Texas Historical Marker

Dr. Charles F. L. N. Graham

Beaumont · Jefferson County · placed 1991

Hear Duane tell it

Jefferson County, Texas

Duane's take

Here's how the official marker tells it, and here's how I'll tell it to you. A man named Charles Frank Luckett Nordman Graham — Dr. Charles F.

L. N. Graham — was born in 1889 in British Guiana, the country the world now calls Guyana.

That's a long way from Southeast Texas, and the road between those two places is one worth following. He attended college not in one state but three — Alabama, Ohio, and Iowa — which tells you something about a man before you've even gotten to the good part. In 1918, he came to Beaumont.

He came on behalf of the American Missionary Association, and he didn't come empty-handed. He founded Graham Congregational Church. He founded the Barnwell Community Center.

He organized recreational and health services for the city's Negro citizens at a time when nobody was lining up to do that work for them. Now here's where the story gets its weight. The early 1940s in Beaumont were a tense time — racially tense in ways that could boil over, and sometimes did.

Dr. Graham was instrumental in easing those tensions through the establishment of the Beaumont Negro Goodwill Council. That's a quiet sentence on a marker, but think about what it asks of a man to plant something steady in ground that volatile.

He kept at it. And in 1943, Charles Frank Luckett Nordman Graham became a United States citizen — the country he had served, and built in, and stood up in, finally made it official on paper. He died eight months later.

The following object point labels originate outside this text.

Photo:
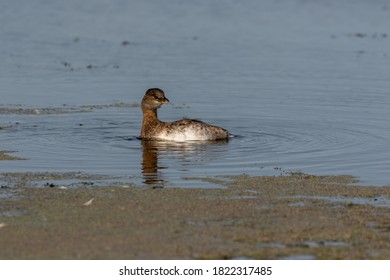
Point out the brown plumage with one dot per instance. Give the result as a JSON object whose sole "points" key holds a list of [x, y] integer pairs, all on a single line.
{"points": [[182, 130]]}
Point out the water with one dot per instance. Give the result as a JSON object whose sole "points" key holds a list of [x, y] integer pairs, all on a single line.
{"points": [[303, 86]]}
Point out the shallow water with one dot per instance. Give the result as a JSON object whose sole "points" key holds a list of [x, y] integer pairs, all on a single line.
{"points": [[303, 86]]}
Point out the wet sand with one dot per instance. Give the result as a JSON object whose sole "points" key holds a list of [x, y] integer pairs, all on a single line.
{"points": [[298, 216], [4, 155]]}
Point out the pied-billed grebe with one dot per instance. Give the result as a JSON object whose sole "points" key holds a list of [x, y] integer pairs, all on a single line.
{"points": [[182, 130]]}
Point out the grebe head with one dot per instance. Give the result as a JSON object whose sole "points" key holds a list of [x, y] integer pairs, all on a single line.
{"points": [[153, 99]]}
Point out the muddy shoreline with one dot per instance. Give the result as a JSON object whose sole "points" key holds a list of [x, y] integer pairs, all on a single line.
{"points": [[298, 216]]}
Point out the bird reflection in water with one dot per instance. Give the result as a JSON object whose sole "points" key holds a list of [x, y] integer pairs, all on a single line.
{"points": [[185, 152]]}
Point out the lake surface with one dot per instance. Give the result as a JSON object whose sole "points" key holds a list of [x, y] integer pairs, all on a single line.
{"points": [[302, 85]]}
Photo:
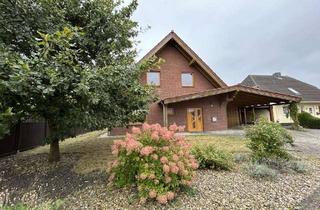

Eight months. The marker gives us 1889 and 1943, and the distance between those two years holds a church, a community center, a council, and a citizenship that came just barely in time. That's the story the marker leaves you with, and it's enough.

What the marker says

(1889-1943) Born in British Guiana (Guyana), Charles Frank Luckett Nordman Graham attended college in Alabama, Ohio, and Iowa. He came to Beaumont in 1918 on behalf of the American Missionary Association and founded Graham Congregational Church and the Barnwell Community Center. The Rev. Dr. Graham organized recreational and health services for the city's Negro citizens. He was instrumental in easing racial tensions in the early 1940s with the establishment of the Beaumont Negro Goodwill Council. He became a U. S. citizen in 1943, eight months before his death.